Cebinden bir avuç anahtar çıkardı. Masasının üstüne attı. İş merkezi gecenin sessizliğine gömülmüştü. Mini dolaptan buz aldı. Naylon poşetle alnına tuttu. Birazdan ağrıyı keser, diye düşündü. Bardağa viski koydu. Poşetteki buzlardan üçünü içine attı. Bardaklı eli havada küçük, yatay daireler çizdi. Buz parçalarının tıkırtısını dinledi. Anahtarların yanında buruşturulmuş kâğıtlar vardı. Masa lambasının ışığında konuk koltuğa oturdu.

Burada bir yerlerde olacaktı, dedi. Lambanın aydınlattığı anahtarlarla iç içe duran kâğıt tomarını aldı. Yırtmamaya çalışarak elinin tersiyle düzleştirmeyi denedi. Üstünde rakamlar olan kuponu buldu ilk. Geçen haftanın yarışlarıydı. Rakamlara baktı. Şu Sirius’u üçüncü koşuya yazabilirdim. Yazmış mıydı? Düşündü. Avucunun içiyle alnına vuracakken başındaki sızı kendini anımsattı. Zühal yıldızı, dedi kendi kendine. Uğursuz…

Nereye gitti şu…

-kuponu masanın altına, çöp kutusuna attı. Bir sinek vızıldıyordu başının üstünde- …şu fiş?
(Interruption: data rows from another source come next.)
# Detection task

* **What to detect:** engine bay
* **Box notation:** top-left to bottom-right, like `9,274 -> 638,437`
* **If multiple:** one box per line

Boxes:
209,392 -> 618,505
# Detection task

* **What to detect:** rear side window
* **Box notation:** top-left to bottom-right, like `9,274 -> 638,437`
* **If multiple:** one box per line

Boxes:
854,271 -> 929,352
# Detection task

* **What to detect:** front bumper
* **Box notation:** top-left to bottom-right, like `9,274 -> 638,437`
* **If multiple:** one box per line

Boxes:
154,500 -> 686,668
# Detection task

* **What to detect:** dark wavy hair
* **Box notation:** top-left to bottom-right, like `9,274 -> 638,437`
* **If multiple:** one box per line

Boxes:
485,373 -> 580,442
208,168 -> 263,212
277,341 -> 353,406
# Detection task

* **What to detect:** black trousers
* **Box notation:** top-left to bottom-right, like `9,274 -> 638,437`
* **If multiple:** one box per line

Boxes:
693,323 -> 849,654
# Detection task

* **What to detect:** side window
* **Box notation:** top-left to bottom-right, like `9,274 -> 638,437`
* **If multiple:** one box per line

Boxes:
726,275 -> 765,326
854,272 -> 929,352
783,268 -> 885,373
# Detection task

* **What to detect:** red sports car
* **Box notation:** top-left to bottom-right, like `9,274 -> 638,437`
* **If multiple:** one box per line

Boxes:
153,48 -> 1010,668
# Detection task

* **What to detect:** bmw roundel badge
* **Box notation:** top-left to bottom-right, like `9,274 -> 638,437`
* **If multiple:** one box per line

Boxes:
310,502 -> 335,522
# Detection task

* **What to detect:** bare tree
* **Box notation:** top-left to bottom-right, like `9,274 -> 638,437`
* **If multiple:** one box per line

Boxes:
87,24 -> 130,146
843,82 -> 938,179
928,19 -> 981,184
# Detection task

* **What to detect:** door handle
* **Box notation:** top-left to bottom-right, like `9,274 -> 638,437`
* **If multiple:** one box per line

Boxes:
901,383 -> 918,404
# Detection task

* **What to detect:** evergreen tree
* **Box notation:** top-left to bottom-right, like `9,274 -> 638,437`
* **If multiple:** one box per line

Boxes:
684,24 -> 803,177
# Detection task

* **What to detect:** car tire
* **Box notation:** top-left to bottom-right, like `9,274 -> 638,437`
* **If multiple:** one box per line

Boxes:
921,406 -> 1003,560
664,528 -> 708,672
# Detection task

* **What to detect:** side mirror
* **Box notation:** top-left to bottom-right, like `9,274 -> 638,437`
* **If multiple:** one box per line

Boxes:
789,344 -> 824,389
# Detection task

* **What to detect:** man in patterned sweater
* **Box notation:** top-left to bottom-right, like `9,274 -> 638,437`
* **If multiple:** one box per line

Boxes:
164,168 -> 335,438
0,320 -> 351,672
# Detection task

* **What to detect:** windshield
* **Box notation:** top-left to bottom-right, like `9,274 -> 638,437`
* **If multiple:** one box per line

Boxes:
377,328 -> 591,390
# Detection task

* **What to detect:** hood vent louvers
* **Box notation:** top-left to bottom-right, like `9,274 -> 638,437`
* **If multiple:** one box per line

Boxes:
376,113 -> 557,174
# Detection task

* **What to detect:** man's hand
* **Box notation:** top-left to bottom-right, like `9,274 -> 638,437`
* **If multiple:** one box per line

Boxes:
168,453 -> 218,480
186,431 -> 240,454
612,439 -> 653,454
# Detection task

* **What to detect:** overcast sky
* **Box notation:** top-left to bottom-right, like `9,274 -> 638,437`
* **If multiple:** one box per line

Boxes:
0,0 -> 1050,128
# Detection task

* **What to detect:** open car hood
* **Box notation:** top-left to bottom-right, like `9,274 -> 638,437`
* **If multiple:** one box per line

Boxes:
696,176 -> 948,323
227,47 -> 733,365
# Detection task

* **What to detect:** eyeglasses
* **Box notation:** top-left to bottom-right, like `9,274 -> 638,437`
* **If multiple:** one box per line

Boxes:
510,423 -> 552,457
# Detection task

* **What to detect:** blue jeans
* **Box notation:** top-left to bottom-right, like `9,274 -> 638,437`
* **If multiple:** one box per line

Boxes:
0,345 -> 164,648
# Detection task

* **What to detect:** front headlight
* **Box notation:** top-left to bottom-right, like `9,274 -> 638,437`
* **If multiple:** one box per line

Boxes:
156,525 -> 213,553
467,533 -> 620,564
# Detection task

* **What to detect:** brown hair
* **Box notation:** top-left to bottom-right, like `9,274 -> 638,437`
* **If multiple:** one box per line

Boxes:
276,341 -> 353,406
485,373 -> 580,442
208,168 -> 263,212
Elinin altında tomarla para vardı zillinin, diye geçirdi içinden. İçkisinden bir yudum içti.

Ne zahmeti, ben halledince sizi arayacağım. Yakut kızılı bir sesti. Onunla ilk burada, şu telefonda konuşmuşlardı. Ne sıkışık bir gündü. Ne ışıltılı ses… Telefon, telefon, telefon… Para bekliyorlardı iş yaptığı tüccarlar ondan. Onunsa beklediği müşteriydi. Müşterinin çeki. Çekin karşılığı. Karşılığını yatırsın başka bir şey istemiyordu. Rabbim neler yaratıyor, diye geçirmişti içinden sesini işitince. Çekiniz… Burak Bey… ödendi. Burak Bey havale mi olucaktı? Hesaba mı alayım Burak Bey? Aa Burak Beey, zahmet etmenize inanın gerek yok, ben hallediyorum Burak Bey. Burak Bey… Burak Bey… Sonradan olanların “olucaa” o günden belli miydi? Kaç kez daha konuşmuşlardı. Anımsayamadı. Çok değildi. Her halde çok değildi. Öyle çok değildi canım, dedi kendi kendine. Viskiden bir yudum daha içti.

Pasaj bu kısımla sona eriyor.